Optimizing data center cost and reliability should be the goal of every data center owner. Failure to do so could impact competitiveness in the marketplace.
In a video interview, “Maintenance Strategy – Driving Cost Down while Managing Risk,” part of the Schneider Electric series on “7 Winning Strategies for Building a Successful Data Center Business,” John Sheputis, President, InfoMart Data Centers, outlines three tactics to support these mandates.
- Simplicity in design
- Predictive maintenance technology
- Maintenance best practices
Simplicity in design
Studies have shown that 75 percent of all down time is caused by human error, but the simpler the design, the less chance there is for oversight. Mistakes often occur during operation and maintenance switching activity, emergency break-fix work efforts or capital projects.
Simple design also reduces construction cost, however, over simplification could lead to reduced reliability. The trick is to find the right balance between design simplification and design resiliency.
The amount of resiliency and redundancy in your design should be based on the needs and risk tolerance of your clients. Two design simplifications that can achieve the balance are:
- Distributed redundant UPS systems: provide 2N critical power distribution to the server at an N+1 system cost.
- Elimination of raised floor: APC White Paper 19 makes the case that the raised floor in a data center is no longer needed but most data center designs today still employ raised floor environments.
Predictive maintenance technology
Deployment of a UPS battery monitoring system minimizes human interaction with the battery plant and reduces maintenance costs by performing hundreds of measurements in seconds versus the hours it would take a technician to manually take readings with instruments.
This technology also helps to ensure critical power availability by providing 24/7 monitoring of the health of your battery plant and warning you when batteries are failing. Without it, you are dealing with a point and time measurement of the health of the batteries. However, batteries can deteriorate rapidly when they are nearing the end of life and they may fail between periodic maintenance checks.
IR scans also play a role in predictive maintenance strategy. They are non-invasive and don’t involve switching activity and are great predictors of electric system performance and the need for maintenance.

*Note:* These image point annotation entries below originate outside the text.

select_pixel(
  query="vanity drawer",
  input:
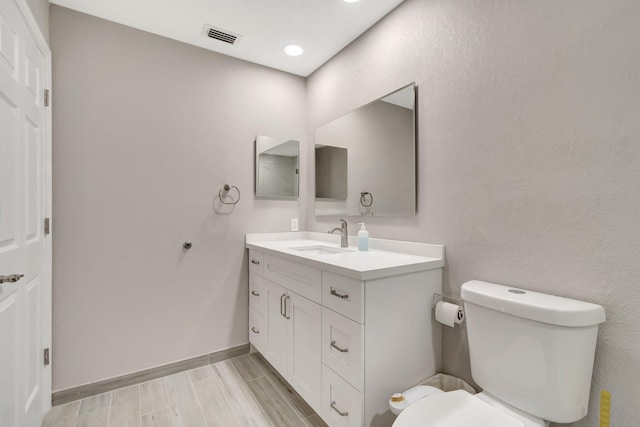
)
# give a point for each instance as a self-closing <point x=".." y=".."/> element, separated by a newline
<point x="344" y="295"/>
<point x="257" y="330"/>
<point x="257" y="294"/>
<point x="342" y="405"/>
<point x="342" y="345"/>
<point x="255" y="261"/>
<point x="299" y="278"/>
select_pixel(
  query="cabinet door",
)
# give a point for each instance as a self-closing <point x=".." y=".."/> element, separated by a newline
<point x="305" y="355"/>
<point x="277" y="327"/>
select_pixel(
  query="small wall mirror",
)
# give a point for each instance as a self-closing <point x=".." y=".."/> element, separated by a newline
<point x="365" y="160"/>
<point x="277" y="163"/>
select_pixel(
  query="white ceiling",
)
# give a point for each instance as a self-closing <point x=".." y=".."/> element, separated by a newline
<point x="321" y="27"/>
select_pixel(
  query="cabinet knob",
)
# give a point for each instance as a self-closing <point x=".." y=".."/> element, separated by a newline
<point x="341" y="350"/>
<point x="336" y="294"/>
<point x="342" y="414"/>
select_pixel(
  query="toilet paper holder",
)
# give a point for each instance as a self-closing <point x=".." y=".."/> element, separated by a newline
<point x="437" y="298"/>
<point x="442" y="298"/>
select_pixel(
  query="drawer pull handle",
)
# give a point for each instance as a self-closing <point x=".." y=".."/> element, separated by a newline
<point x="336" y="294"/>
<point x="341" y="350"/>
<point x="342" y="414"/>
<point x="285" y="307"/>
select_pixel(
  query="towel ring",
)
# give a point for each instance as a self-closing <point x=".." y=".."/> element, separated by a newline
<point x="363" y="199"/>
<point x="226" y="189"/>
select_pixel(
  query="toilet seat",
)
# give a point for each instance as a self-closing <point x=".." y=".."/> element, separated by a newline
<point x="454" y="409"/>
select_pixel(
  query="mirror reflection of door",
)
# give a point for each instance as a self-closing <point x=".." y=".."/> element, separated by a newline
<point x="379" y="176"/>
<point x="277" y="167"/>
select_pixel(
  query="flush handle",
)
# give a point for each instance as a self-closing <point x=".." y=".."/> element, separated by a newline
<point x="12" y="278"/>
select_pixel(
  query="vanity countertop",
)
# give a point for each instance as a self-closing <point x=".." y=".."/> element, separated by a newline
<point x="385" y="257"/>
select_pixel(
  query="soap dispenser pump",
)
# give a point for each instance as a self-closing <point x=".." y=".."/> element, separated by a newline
<point x="363" y="238"/>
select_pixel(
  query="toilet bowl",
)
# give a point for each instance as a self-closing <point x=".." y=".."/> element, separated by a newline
<point x="522" y="345"/>
<point x="462" y="409"/>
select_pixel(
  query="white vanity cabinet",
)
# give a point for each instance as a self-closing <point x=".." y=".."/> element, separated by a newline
<point x="292" y="328"/>
<point x="347" y="331"/>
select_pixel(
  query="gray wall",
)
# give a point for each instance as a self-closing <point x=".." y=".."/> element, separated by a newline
<point x="40" y="10"/>
<point x="529" y="154"/>
<point x="146" y="130"/>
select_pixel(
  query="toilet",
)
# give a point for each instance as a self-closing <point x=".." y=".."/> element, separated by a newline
<point x="531" y="353"/>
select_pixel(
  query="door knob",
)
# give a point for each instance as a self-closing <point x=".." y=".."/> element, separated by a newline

Maintenance best practices
Maintenance best practices should be evaluated from two perspectives; the quality of people and processes and the scope of maintenance performed on equipment.
If your staff does not possess the right skill sets, the risk of an incident due to operator error greatly increases. It’s important to invest in people and establish change management processes.

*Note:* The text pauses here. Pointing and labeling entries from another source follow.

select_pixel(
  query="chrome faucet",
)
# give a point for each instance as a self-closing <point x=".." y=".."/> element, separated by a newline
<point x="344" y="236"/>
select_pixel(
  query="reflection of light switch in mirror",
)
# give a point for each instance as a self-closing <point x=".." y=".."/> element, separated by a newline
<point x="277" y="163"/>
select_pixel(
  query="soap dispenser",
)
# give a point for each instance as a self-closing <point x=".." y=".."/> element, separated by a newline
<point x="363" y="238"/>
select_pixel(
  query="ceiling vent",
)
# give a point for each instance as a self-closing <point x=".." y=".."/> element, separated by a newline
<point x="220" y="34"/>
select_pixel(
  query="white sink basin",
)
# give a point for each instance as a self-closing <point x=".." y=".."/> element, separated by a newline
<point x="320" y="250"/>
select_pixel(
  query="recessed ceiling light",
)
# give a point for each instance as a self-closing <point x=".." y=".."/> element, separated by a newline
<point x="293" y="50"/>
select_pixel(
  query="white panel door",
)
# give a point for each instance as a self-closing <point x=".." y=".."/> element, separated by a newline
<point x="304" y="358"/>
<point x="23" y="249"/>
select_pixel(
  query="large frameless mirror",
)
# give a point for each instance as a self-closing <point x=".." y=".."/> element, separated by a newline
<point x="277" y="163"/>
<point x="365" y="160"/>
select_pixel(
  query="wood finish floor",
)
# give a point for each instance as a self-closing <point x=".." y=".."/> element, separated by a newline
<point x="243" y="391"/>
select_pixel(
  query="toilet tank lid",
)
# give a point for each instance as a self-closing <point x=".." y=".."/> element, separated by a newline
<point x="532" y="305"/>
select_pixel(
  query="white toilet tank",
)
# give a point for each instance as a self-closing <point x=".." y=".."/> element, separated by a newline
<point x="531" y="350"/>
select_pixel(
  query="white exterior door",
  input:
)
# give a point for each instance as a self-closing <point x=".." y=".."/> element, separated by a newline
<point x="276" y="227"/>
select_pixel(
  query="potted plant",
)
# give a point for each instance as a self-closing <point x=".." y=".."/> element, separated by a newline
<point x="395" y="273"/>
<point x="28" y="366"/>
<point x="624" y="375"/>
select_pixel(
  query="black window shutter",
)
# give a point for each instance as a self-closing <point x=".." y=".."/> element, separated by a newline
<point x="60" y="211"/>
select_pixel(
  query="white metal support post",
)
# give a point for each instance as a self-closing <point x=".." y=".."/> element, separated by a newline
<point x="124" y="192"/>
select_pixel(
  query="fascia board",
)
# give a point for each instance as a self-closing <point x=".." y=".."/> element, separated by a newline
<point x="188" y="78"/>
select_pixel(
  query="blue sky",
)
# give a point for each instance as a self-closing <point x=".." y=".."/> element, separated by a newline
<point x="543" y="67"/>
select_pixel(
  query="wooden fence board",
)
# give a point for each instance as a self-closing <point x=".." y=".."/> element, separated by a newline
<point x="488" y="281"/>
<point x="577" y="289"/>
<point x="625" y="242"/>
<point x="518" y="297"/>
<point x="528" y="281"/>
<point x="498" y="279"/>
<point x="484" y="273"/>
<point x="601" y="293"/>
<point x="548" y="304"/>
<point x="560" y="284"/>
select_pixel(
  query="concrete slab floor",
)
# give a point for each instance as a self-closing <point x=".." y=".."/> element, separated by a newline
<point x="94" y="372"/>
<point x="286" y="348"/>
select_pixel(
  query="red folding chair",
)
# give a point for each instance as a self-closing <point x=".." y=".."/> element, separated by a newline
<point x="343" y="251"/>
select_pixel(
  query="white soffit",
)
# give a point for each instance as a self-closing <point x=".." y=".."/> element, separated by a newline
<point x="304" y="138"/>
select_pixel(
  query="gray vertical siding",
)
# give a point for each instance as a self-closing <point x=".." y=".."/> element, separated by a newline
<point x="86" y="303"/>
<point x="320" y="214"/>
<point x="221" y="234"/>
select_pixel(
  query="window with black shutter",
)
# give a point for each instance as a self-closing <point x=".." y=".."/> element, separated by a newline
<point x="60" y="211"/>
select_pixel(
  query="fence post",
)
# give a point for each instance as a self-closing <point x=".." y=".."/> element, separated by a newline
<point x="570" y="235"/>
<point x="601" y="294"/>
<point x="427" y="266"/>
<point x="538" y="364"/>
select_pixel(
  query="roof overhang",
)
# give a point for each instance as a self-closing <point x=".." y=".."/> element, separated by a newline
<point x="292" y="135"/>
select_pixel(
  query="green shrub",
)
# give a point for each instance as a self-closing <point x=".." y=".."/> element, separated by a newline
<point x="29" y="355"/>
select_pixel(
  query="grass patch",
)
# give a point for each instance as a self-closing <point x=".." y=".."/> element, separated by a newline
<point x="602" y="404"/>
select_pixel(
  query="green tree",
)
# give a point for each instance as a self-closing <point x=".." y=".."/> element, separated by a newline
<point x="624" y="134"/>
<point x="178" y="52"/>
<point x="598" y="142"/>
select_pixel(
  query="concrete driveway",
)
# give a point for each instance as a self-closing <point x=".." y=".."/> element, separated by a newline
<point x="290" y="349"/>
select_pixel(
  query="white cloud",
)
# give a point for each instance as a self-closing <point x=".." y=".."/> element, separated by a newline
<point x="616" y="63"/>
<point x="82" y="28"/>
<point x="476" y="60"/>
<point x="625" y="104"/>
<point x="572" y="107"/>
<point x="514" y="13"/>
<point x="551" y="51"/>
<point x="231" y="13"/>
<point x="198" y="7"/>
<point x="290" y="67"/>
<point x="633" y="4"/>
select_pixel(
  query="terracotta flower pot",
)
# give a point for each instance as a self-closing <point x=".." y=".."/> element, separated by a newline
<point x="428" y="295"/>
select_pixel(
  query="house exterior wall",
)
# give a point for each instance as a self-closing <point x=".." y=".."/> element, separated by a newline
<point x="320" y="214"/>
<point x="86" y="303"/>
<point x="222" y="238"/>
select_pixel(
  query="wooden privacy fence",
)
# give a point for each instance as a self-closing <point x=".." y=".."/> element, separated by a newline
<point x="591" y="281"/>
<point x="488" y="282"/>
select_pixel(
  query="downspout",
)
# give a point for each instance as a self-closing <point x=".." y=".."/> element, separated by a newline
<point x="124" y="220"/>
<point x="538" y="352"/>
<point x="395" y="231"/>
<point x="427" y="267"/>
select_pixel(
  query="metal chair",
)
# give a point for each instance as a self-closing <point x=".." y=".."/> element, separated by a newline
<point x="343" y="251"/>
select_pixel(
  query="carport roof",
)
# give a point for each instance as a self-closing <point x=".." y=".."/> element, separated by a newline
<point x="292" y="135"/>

A long-standing practice in the industry has been to perform maintenance on critical systems and equipment after hours and on weekends, so, if an incident occurs, it would have the least intrusive impact.

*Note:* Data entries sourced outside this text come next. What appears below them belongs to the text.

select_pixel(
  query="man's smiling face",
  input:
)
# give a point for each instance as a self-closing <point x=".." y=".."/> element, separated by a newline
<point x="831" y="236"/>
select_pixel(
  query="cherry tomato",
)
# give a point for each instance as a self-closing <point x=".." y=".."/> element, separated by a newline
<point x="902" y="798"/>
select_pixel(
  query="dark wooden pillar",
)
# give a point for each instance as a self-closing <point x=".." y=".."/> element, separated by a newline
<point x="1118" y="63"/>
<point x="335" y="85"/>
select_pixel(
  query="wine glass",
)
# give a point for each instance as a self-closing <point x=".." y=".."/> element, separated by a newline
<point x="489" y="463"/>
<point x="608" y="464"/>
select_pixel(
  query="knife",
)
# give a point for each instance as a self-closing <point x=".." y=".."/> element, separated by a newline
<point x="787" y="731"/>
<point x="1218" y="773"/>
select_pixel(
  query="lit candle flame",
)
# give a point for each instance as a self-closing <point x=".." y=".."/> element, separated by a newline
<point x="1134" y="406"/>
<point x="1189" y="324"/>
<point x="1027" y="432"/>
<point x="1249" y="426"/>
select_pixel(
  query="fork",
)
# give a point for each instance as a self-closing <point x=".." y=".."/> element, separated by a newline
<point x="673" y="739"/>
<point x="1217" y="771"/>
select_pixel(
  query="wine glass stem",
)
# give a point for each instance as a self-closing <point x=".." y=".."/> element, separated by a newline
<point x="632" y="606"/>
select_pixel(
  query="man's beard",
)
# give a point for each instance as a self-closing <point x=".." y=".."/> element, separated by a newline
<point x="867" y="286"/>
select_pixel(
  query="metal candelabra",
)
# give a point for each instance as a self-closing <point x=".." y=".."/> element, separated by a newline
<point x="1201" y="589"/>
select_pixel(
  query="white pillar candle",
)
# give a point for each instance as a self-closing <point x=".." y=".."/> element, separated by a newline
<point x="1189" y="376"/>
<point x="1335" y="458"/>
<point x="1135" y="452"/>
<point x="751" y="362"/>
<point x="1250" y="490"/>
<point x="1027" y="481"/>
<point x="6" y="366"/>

I think that we should question this practice.
If incidents are most likely to occur due to human error, when is human error most likely to occur? During the middle of the night when the individual is out of sync with a normal sleep pattern? Or during the day when rested and alert? Consideration should be given to performing maintenance during the day, on Saturday or Sunday, instead of in the middle of the night.
Another school of thought says increasing the amount of maintenance activity lowers operational risk. However, if human error is the number one driver of incidents in data centers, then perhaps less maintenance will result in greater reliability, especially in the highly redundant system designs we see today.
Plus, all too often, maintenance is performed based on specific frequencies, which are sometimes excessive. Frequency based maintenance should be replaced with reliability centered maintenance.
For example, instead of changing the oil in a chiller or generator based on frequency, take an oil sample and have it analyzed to determine if the oil should be replaced.
Every time we perform maintenance and engage in switching activity we run the risk of causing an incident. Ultimately, it’s about finding the right balance between your infrastructure design, applying the right technologies and establishing the right maintenance best practices.
Simplicity should be our goal, as it can achieve the same reliability for less cost.